Неоднозначность впечатления, которое производил Гете, разил в письме к другу знаменитый Жан Поль Рихтер, один из последних чувствительных бытописателей-сентименталистов и первых европейских романтиков, посетивший поэта в 1796 году: «К Гёте я шел все же с робостью — говорили, что он холоден ко всем людям и ко всему на земле… что он ничем уже не восхищается, даже и самим собой, каждое слово его словно ледяная глыба… только искусство, кажется, еще способно разогреть его… Его дом-дворец поражает, единственный в Веймаре в итальянском вкусе, с этакими лестницами, целый пантеон картин н статуй, леденящий страх сжимает грудь… Наконец, вышел бог, холоден, односложен, одно­тонен… В облике его чувствуется нечто энергическое и страстное, взгляд светится (но без приятного огня). Скоро шампанское и разговоры об ис­кусстве, публике и прочих предметах разгорячили его — и тут мы увидели наконец Гёте. Он говорит не так гладко и цветисто, как Гердер, зато весьма определенно и спокойно. Напоследок он прочел нам… великолепное, еще не напечатанное стихотворение, и тут вспьгхнувшее в его сердце пламя растопило ледяную кору… Клянусь Господом, мы еще полюбим друг друга… А еще он ужасно много жрет, одет же весьма и весьма изысканно...»

Вот он, молодой завсегдатай теат­ров и начинающий сердцеед, едва вер­нувшись домой после очередного представления, спешит излить в пись­ме другу свой ревнивый гнев — и пре­рывистое дыхание раскаленной страс­ти, уязвленного самолюбия обжигает нас и через столетия: «…ежели б мне привести себя в порядок или порядок привести в себя! Дорогой, дорогой… За ее стулом господин Риден в весьма нежной позе. Ха! Представь себе меня! На галерке! Со зрительным стеклом — и видящим это!
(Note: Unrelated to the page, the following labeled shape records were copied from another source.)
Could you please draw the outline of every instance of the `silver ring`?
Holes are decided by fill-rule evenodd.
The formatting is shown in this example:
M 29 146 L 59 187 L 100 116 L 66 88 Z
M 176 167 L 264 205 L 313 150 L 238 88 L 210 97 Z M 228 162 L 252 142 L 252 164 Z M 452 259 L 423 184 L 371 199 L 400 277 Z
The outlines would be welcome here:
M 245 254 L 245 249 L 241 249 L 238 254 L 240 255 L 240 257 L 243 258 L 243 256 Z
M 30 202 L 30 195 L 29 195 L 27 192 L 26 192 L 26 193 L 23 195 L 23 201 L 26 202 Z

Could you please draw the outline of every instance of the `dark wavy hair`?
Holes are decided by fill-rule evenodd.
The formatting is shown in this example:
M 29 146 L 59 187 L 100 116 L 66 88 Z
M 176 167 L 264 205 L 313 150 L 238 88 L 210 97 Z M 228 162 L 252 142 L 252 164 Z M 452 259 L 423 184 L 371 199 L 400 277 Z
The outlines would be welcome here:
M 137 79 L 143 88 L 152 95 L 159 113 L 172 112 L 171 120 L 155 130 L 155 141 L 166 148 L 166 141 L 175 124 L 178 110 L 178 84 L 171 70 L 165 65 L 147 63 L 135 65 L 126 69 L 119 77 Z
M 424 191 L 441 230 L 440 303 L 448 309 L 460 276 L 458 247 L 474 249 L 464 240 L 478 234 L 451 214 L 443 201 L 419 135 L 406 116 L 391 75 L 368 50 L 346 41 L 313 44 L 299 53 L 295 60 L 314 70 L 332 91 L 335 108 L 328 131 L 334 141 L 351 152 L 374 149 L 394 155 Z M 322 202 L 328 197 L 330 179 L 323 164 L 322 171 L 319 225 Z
Проклятие!».

Вот он, порывистый и страстный «бурный гений», уже известный автор исторической драмы о Гёце и романа о Вертере (оба эти произведения стали знаменем бунтарского просветитель­ского направления «Буря и натиск»), имевшего колоссальный успех сразу же после выхода в свет в 1774 году — все модники надевают «вертеровский» костюм: синий фрак и желтые панталоны — бродит по горам Гарца вместе с двумя другими не менее блистательными молодыми людьми, Иоганном Каспаром Лафатером, теологом и создателем нашумев­ших «Физиологических фрагментов», где доказывалось, что по лицу и фи­гуре можно определить суть человека, и Иоганном Бернгардом Базедовом, педагогом-просветителем и новатором, в скором будущем основателем знаменитого воспитательного, учреж­дения «Филантропинум». Впоследст­вии они разойдутся во взглядах (осо­бенно резко — с Лафатером, ударив­шимся в католическую мистику, столь чуждую Гете; впрочем, все трое сохра­нят друг к другу полное уважение). А пока они жадно вбирают в себя све­жесть долин и величие гор, блеск ут­ренних рос и пахучую мглу лесов, де­лясь впечатлениями и планами. Гёте много говорит о Спинозе, о набросках «Вечного жида», юноши пьют вино, сочиняют шутливые стихи, ухаживают за девушками, даже купаются голы­шом в попутных речках — словом, предаются «гениальным безумствам», о которых так приятно вспоминать в старости. Что Гёте и делает в своих мемуарах «Поэзия и правда из моей жизни» (ч. 1—4, 1811—1833): «Я сидел между Лафатером и Базедовом, пер­вый поучал некоего сельского свя­щенника касательно темных мест от­кровения Иоанна, второй тщетно си­лился доказать некоему тугодуму-танцмейстеру, что крещение — обы­чай устарелый..- (позже) я написал кому-то в альбом:

Шли как в Эммаус, без дорог

В огне и в буре — трое.

Один пророк, другой пророк,

Меж них — дитя земное».

 

«Дитя земное» — так совершенно справедливо окрестил он себя, и стоило ли удивляться тому, что он столь полно жил, столь щедро раздаривал свой талант, охотно придумывая стихи «на случай», на свадьбы и юбилеи, вписывая их в послания друзьям или куда придется. (И так — всю жизнь. Одно из самых знаменитых своих стихотворений, известное у нас в переводе М.Ю.Лермонтова, — «Горные ершины спят во тьме ночной...» Гёте нацарапал карандашом на стене беседки в горах

Горные вершины

Спят во тьме ночной,

Тихие долины

Полны свежей мглой;

Не пылит дорога,

Не дрожат листы...

Подожди немного —

Отдохнешь и ты!)

 

Может быть, поэтому многие, казалось бы, прозорливые и доброжелательные люди столь часто называли поэта «легковесным»? Так считал даже его старший друг и почитаемый наставник Иоганн Готфрид Гердер («Гёте и вправду хороший человек, только крайне легкомыслен»). Впрочем, в юности он получал определения и пожестче: «сумбурная голова», «в котелке винтиков не хватает»...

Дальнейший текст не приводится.